Ришар Симон, чье имя в когорте наших основоположеников находится в первом ряду, оставил нам не только великолепные труды по экзегетике. Ему пришлось однажды применить всю остроту своего ума для спасения нескольких неповинных людей, преследуемых по нелепому обвинению в ритуальном убийстве. В таком сочетании нет ничего случайного. В обеих областях потребность в интеллектуальной чистоплотности одинакова. И удовлетворить ее в обоих случаях помогало одно и то же орудие. Человек в своей деятельности постоянно вынужден обращаться к информации со стороны, и тут ему не менее важно, чем при научном ис //75// следовании, взвешивать точность этой информации. Никаких особых средств для этого нет. Скажем точнее: он пользуется теми же средствами, которые уже выкованы эрудицией, В искусстве извлекать пользу из сомнения судебная практика всего лишь идет по следам -- и не без запоздания -- болландистов и бенедиктинцев. Даже психологи додумались сделать непосредственно наблюдаемое и провоцируемое свидетельство объектом науки лишь много спустя после того, как туманная память прошлого начала подвергаться проверке разумом. Возмутительно, что в нашу эпоху, особенно подверженную действию бацилл обмана и ложных слухов, критический метод не значится даже в самом крошечном уголке ученых программ,-- хотя он уже перестал быть лишь скромным подспорьем в узко специальных работах. Отныне перед ним открылись куда более широкие горизонты, и история вправе назвать в числе самых бесспорных побед то, что она, разрабатывая свои технические приемы, открыла людям новую дорогу к истине и, следовательно, к справедливости.

ГЛАВА ЧЕТВЕРТАЯ. ИСТОРИЧЕСКИЙ АНАЛИЗ

1. Судить или понимать? Знаменитая формула старика Ранке гласит: задача историка -- всего лишь описывать события, "как они происходили" (wie es eigentlich gewesen war). Геродот говорил это задолго до него: "рассказывать то, что было (ton ecmia)", Другими словами, ученому, историку предлагается склониться перед фактами. Эта максима, как и многие другие, быть может, стала знаменитой лишь благодаря своей двусмысленности. В ней можно скромно вычитать всего-навсего совет быть честным-- таков, несомненно, смысл, вложенный в нее Ранке. Но также-- совет быть пассивным.
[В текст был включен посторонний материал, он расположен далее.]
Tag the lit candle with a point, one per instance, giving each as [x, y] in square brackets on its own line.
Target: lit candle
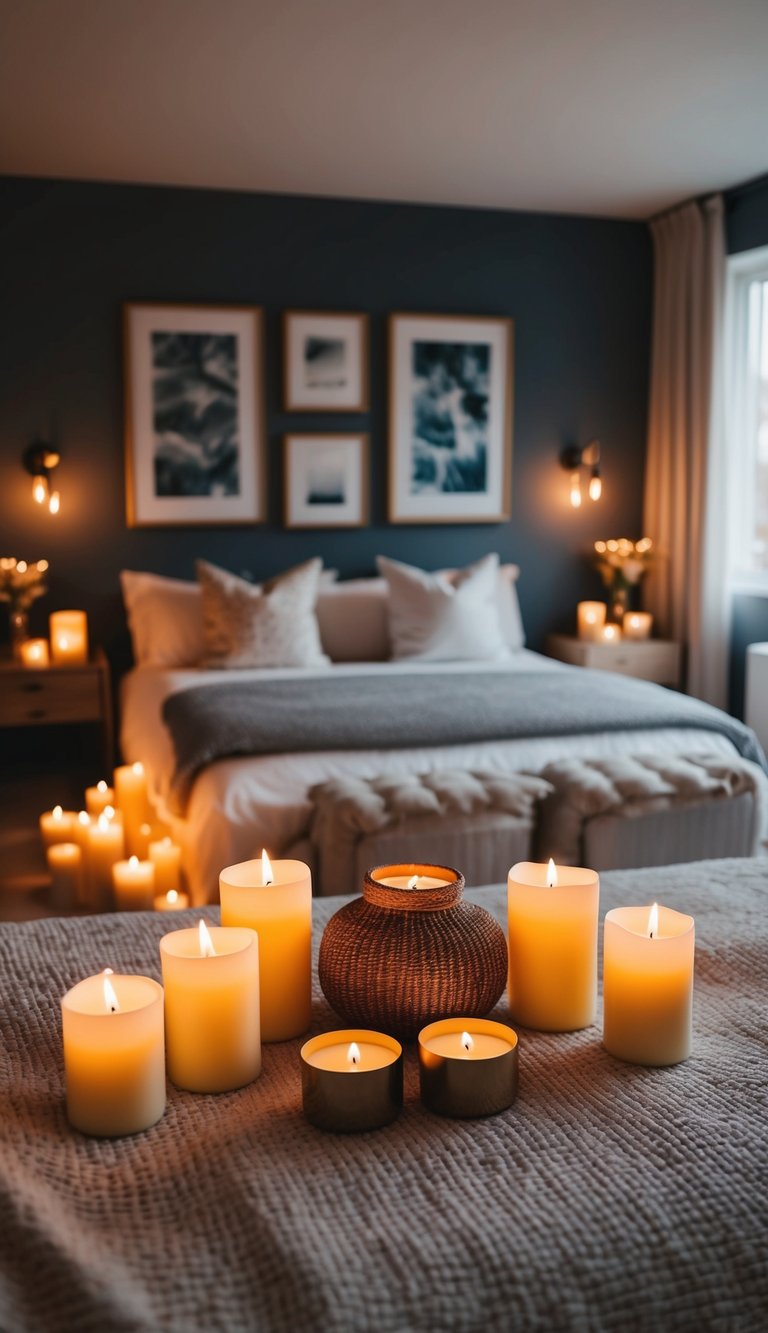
[166, 857]
[638, 624]
[66, 869]
[211, 979]
[467, 1067]
[56, 825]
[132, 800]
[591, 616]
[114, 1055]
[351, 1080]
[104, 847]
[134, 884]
[98, 797]
[648, 984]
[35, 652]
[276, 901]
[172, 901]
[68, 637]
[552, 945]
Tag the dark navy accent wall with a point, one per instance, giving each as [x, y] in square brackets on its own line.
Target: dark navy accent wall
[579, 291]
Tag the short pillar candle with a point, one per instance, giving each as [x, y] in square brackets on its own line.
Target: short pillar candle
[648, 984]
[552, 945]
[276, 901]
[114, 1055]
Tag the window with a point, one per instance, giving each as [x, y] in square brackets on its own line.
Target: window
[747, 415]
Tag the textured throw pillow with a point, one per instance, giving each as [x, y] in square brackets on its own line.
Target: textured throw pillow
[436, 617]
[268, 625]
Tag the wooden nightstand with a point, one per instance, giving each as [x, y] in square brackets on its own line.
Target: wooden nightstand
[50, 695]
[647, 659]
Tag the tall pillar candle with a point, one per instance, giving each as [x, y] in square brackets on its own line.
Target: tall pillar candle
[648, 984]
[552, 945]
[211, 980]
[114, 1055]
[276, 901]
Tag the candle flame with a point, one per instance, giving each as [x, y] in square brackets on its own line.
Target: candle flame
[654, 921]
[267, 873]
[207, 949]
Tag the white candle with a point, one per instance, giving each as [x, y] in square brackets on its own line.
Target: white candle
[114, 1055]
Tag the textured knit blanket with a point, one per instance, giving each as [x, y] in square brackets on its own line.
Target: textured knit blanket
[388, 712]
[607, 1197]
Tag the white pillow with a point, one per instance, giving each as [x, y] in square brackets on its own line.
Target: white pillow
[436, 617]
[270, 625]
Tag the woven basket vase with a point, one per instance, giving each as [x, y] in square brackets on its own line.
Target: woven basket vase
[399, 959]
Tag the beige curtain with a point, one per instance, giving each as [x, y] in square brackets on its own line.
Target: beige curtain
[686, 473]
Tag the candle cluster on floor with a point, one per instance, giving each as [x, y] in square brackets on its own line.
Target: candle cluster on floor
[228, 988]
[114, 855]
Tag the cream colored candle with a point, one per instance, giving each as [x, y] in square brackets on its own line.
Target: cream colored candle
[166, 857]
[66, 869]
[591, 617]
[211, 979]
[132, 800]
[114, 1055]
[35, 652]
[106, 845]
[648, 984]
[99, 797]
[275, 901]
[56, 825]
[552, 945]
[638, 624]
[68, 637]
[134, 885]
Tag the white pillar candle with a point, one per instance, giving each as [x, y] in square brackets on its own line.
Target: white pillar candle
[648, 984]
[552, 945]
[134, 885]
[68, 637]
[66, 869]
[276, 901]
[114, 1055]
[211, 979]
[591, 617]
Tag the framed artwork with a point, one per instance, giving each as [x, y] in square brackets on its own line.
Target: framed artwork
[194, 415]
[450, 419]
[326, 361]
[326, 480]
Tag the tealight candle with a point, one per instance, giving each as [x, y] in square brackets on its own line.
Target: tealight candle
[648, 984]
[68, 637]
[276, 901]
[591, 617]
[99, 797]
[552, 945]
[134, 884]
[35, 652]
[467, 1067]
[114, 1055]
[211, 979]
[351, 1080]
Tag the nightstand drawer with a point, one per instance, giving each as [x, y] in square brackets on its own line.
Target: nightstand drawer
[30, 697]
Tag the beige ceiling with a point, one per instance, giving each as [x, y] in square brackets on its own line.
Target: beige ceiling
[602, 107]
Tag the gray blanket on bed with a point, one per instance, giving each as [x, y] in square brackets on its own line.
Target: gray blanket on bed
[608, 1197]
[396, 711]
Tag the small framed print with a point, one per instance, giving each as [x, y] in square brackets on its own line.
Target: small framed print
[194, 415]
[326, 480]
[326, 361]
[450, 419]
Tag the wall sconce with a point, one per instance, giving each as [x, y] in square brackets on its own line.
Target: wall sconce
[574, 460]
[40, 461]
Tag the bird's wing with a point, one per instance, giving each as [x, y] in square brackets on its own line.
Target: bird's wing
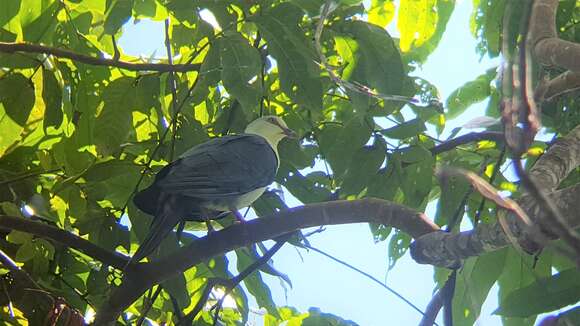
[221, 168]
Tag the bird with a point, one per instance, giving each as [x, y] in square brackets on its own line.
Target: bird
[211, 179]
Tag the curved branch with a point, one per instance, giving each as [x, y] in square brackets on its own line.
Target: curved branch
[140, 277]
[560, 159]
[547, 47]
[61, 53]
[447, 250]
[68, 239]
[467, 138]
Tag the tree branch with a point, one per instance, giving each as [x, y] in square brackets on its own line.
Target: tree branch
[560, 159]
[68, 239]
[547, 47]
[61, 53]
[565, 83]
[141, 276]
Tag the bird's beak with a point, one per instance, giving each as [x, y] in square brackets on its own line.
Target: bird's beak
[289, 133]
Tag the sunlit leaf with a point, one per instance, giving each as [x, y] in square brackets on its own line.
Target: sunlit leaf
[417, 21]
[299, 74]
[241, 67]
[17, 96]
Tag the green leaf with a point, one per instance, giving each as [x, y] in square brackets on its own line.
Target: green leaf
[52, 95]
[385, 184]
[209, 73]
[241, 66]
[414, 154]
[312, 7]
[17, 96]
[415, 180]
[318, 318]
[420, 52]
[452, 192]
[305, 189]
[26, 252]
[350, 2]
[118, 13]
[18, 237]
[146, 8]
[364, 166]
[516, 274]
[10, 208]
[569, 317]
[405, 130]
[338, 144]
[299, 74]
[10, 9]
[486, 25]
[546, 294]
[398, 246]
[470, 93]
[115, 120]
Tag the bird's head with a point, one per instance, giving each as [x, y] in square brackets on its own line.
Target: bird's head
[271, 127]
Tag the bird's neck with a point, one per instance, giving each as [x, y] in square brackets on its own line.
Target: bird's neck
[273, 141]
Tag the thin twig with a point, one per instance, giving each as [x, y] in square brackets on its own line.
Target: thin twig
[494, 174]
[353, 86]
[280, 241]
[61, 53]
[28, 175]
[556, 222]
[149, 305]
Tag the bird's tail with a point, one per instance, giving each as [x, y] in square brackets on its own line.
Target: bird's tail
[168, 216]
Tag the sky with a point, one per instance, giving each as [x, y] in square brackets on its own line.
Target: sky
[320, 282]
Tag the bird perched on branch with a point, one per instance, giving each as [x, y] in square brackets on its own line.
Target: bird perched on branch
[221, 175]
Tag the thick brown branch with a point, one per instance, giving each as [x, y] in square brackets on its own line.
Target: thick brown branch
[468, 138]
[447, 250]
[547, 47]
[142, 276]
[62, 53]
[68, 239]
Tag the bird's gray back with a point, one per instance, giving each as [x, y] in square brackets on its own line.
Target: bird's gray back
[221, 168]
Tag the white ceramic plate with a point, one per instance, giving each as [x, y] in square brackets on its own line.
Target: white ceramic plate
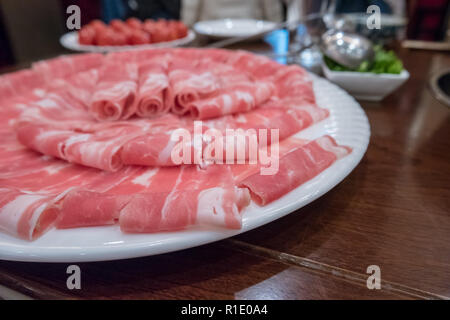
[227, 28]
[347, 123]
[70, 41]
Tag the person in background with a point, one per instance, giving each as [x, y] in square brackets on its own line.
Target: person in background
[197, 10]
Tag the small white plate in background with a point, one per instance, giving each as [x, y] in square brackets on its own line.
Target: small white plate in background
[228, 28]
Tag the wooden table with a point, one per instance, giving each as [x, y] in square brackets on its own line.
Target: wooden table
[393, 211]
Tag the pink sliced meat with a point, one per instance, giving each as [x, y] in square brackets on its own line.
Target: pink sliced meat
[79, 86]
[295, 168]
[236, 98]
[77, 113]
[116, 91]
[195, 199]
[64, 66]
[19, 82]
[187, 84]
[166, 199]
[153, 84]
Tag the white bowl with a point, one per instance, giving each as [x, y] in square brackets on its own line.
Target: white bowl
[366, 85]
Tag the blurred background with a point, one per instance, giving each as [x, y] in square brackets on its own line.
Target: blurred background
[30, 29]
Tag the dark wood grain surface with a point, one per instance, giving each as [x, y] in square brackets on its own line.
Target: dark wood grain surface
[393, 211]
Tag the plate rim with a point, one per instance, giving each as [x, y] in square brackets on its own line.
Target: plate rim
[222, 35]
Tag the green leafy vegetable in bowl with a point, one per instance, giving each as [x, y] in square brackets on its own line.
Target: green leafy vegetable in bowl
[384, 62]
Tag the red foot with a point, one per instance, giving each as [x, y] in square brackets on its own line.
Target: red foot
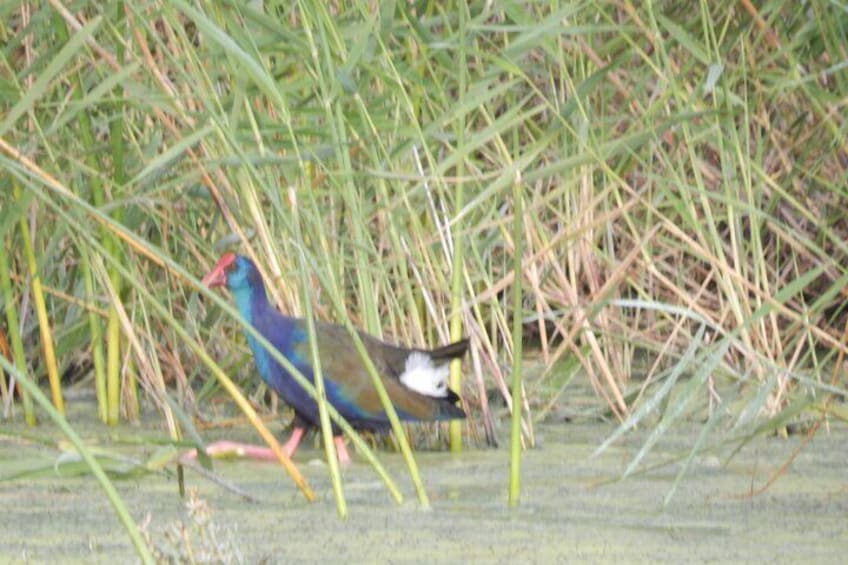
[224, 448]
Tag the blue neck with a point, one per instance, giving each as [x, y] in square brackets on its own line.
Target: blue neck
[245, 297]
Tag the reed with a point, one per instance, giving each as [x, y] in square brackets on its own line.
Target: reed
[678, 244]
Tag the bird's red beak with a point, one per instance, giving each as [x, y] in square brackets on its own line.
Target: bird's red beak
[218, 275]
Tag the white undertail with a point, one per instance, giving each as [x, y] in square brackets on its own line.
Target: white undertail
[422, 375]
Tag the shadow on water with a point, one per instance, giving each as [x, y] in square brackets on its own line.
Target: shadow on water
[562, 517]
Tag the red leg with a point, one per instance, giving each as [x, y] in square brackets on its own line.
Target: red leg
[226, 448]
[341, 451]
[294, 440]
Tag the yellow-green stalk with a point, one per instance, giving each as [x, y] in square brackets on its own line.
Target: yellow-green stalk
[323, 416]
[517, 318]
[96, 330]
[118, 505]
[457, 262]
[14, 334]
[41, 313]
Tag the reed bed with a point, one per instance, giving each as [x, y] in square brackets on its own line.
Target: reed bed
[650, 198]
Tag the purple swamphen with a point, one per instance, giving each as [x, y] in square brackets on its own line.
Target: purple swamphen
[415, 379]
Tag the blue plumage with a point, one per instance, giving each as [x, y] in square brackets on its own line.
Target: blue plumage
[415, 379]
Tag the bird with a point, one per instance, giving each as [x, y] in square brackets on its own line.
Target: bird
[416, 380]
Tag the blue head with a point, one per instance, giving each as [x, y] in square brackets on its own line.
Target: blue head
[241, 276]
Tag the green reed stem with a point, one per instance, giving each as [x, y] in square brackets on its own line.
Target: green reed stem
[457, 262]
[14, 331]
[320, 392]
[517, 320]
[118, 505]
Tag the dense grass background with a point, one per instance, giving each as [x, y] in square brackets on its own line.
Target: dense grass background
[682, 171]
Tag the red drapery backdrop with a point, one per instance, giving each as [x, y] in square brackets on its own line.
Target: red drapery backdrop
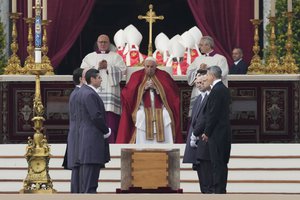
[68, 18]
[228, 22]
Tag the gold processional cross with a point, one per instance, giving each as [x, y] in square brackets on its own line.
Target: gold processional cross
[150, 18]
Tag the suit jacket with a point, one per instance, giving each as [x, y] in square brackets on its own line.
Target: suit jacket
[93, 148]
[197, 121]
[71, 156]
[240, 68]
[217, 126]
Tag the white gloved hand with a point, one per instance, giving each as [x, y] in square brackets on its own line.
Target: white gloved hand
[107, 134]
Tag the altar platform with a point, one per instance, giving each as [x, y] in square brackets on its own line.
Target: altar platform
[253, 169]
[148, 197]
[265, 108]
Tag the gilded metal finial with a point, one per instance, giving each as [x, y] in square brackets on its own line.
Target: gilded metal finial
[151, 18]
[256, 66]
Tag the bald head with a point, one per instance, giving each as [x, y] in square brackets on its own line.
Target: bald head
[150, 66]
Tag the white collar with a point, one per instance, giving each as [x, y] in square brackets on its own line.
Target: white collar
[237, 62]
[215, 82]
[95, 89]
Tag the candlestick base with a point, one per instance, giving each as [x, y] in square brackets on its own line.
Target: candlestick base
[289, 65]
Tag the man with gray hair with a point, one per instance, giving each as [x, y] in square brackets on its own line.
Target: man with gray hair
[207, 58]
[111, 68]
[150, 107]
[217, 131]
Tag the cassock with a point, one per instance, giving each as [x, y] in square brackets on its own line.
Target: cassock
[133, 95]
[209, 59]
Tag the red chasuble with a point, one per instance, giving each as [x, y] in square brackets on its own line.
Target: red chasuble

И перед нами возникают сразу две проблемы: проблема исторического беспристрастия и проблема исторической науки как попытки воспроизведения истории (или же как попытки анализа).

Но существует ли на самом деле проблема беспристрастия? Она возникает только потому, что и это слово, в свою очередь, двусмысленно. Есть два способа быть беспристрастным -- как ученый и как судья. Основа у них общая -- добросовестное подчинение истине. Ученый регистрирует и, более того, провоцирует опыт, который, возможно, опровергнет самые дорогие для него теории. Честный судья, каково бы ни было его тайное желание, допрашивает свидетелей с одной лишь заботой -- узнать факты во всей их подлинности. И для ученого и для судьи -- это долг совести, о котором не спорят.